ゲーム開始前夜。
「まあ、とても綺麗だわ、メル!」
夜だというのに溢れんばかりの光に満ちたホールに入った途端、キラキラと光を反射する長い金髪をキラキラと輝かせながら、鮮やかな緋色のドレスに身を包んだフランツィスカが急ぎ足で歩み寄ってきた。
かく言う彼女自身、歩く度にふわふわと揺れるたっぷりとフリルのあしらわれたプリンセスラインのドレスがよく似合っており、絵画から抜け出てきたお姫様のように見える。
美しくも愛らしく、それでいて豊かな胸は大きく開いていて、その谷間を飾る深紅の宝石があしらわれたネックレスの輝きに視線が引きつけられれば、男女問わずその色香にクラリとしてしまいそうになるだろう。
だが、その笑顔を真正面から受けた、そして、一番クラリとして欲しい相手であるメルツェデスはいつもの微笑みを見せて受け止めるだけだ。
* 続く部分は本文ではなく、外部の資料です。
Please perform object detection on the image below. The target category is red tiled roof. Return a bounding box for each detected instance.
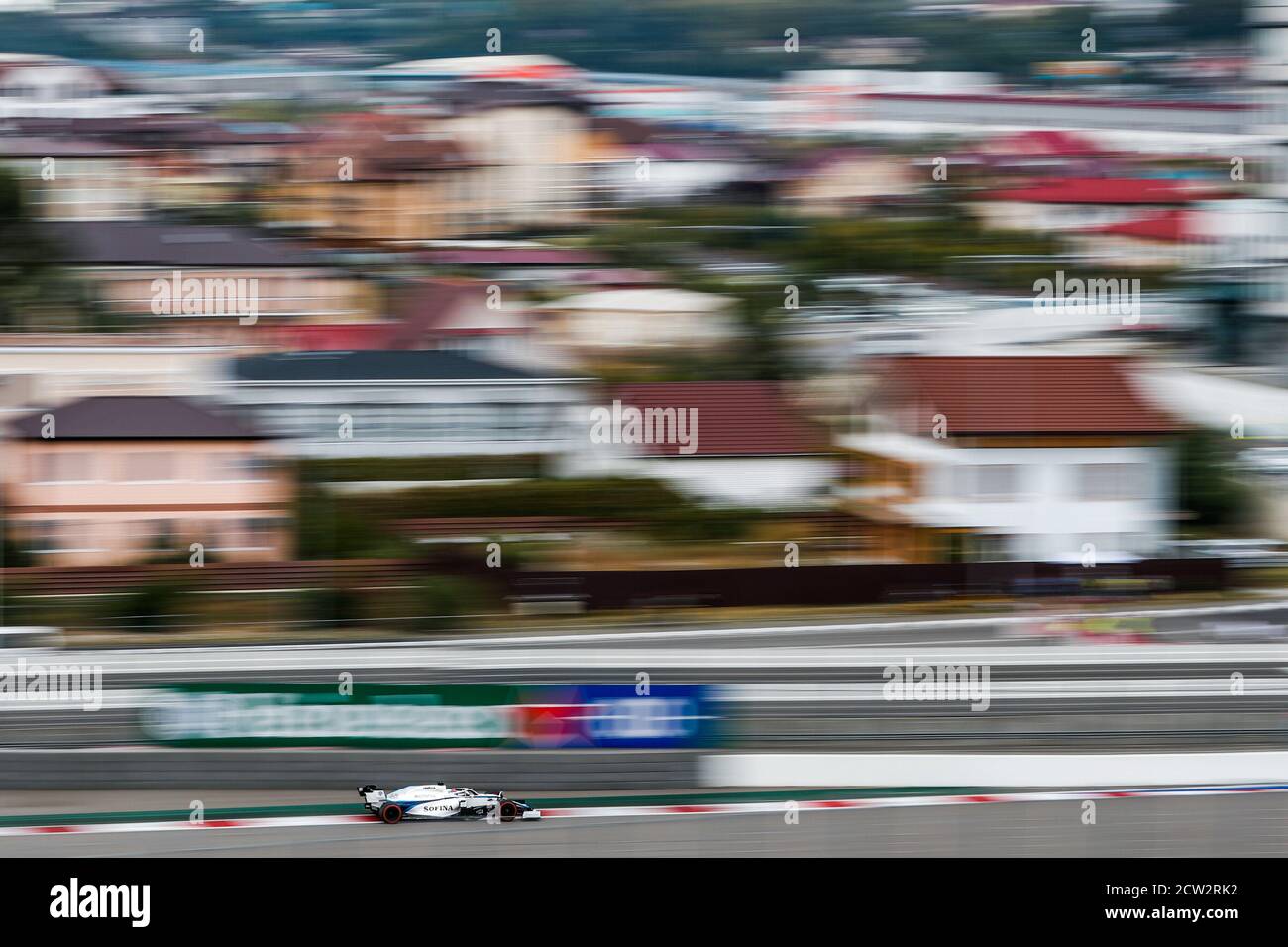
[1083,210,1199,243]
[984,177,1224,204]
[609,381,825,458]
[879,356,1181,437]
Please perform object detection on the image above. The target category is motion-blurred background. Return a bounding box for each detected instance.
[0,0,1288,854]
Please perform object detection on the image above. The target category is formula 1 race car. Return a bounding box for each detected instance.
[358,783,541,824]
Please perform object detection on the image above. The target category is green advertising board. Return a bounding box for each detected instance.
[142,683,519,747]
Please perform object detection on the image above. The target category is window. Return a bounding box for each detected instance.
[218,454,273,483]
[121,451,174,483]
[953,464,1019,500]
[975,464,1019,500]
[242,519,278,549]
[1077,464,1142,500]
[33,451,91,483]
[27,520,61,553]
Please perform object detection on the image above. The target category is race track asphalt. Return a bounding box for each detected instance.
[0,792,1288,858]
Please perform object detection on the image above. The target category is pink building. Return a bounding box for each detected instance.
[3,397,293,566]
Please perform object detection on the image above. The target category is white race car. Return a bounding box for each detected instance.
[358,783,541,824]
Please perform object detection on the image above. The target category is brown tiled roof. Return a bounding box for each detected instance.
[876,356,1182,436]
[608,381,827,458]
[10,395,262,441]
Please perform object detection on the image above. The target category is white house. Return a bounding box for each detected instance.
[541,288,737,353]
[837,356,1181,562]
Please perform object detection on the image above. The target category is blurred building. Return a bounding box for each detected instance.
[541,288,738,356]
[973,177,1224,232]
[419,81,591,232]
[777,149,930,217]
[219,349,583,458]
[564,381,837,509]
[47,220,376,342]
[837,356,1181,562]
[4,397,293,566]
[265,113,488,243]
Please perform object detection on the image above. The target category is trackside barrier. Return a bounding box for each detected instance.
[699,751,1288,788]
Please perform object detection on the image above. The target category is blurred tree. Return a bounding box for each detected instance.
[1177,430,1252,531]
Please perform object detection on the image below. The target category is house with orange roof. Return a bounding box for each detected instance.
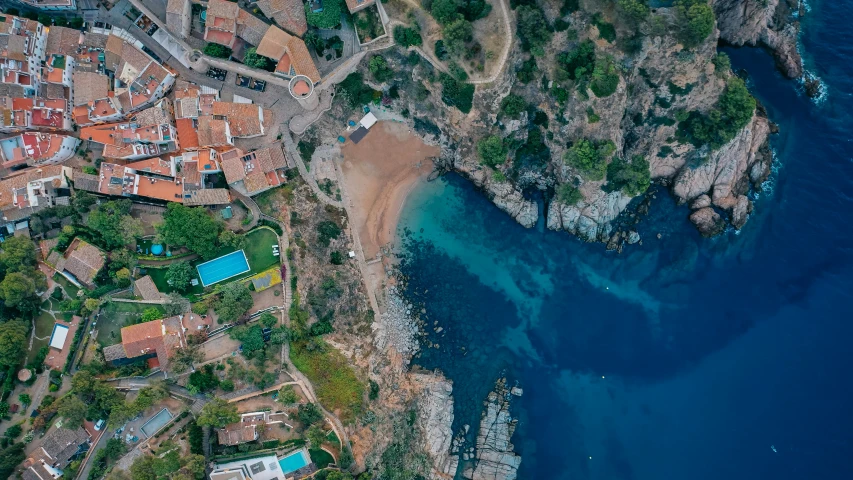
[257,0,308,37]
[257,26,320,84]
[0,132,80,168]
[219,143,287,196]
[0,165,73,234]
[80,122,179,160]
[204,0,269,48]
[0,15,48,97]
[104,313,205,372]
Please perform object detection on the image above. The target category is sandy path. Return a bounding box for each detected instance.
[341,122,439,260]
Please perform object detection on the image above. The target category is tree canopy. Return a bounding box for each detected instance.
[196,398,240,428]
[166,262,194,291]
[564,138,616,180]
[607,155,651,197]
[158,203,222,258]
[477,135,507,168]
「あら、ありがとうフラン。そういうあなたもとても綺麗よ。そのドレスも、とても良く似合っているわ」
そう言ってメルツェデスが笑えばフランツィスカの頬が染まり、思わずその笑顔から逸らすように視線を動かしてしまう。
あら? と視線を逸らされた……逸らしてしまう原因となった張本人は、不思議そうに小首を傾げれば、結い上げて纏めた髪の、わざと垂らした一房が彼女の白い頬へとかかる。
それでいて右から左へ絶妙に流された長い前髪は、しっかりと額の傷を隠していた。
今日のメルツェデスは、肩こそふわりとした袖に隠れているものの、深い谷間の見えるほど大胆に胸元をカットされた落ち着いた藍色でスレンダーラインのドレス。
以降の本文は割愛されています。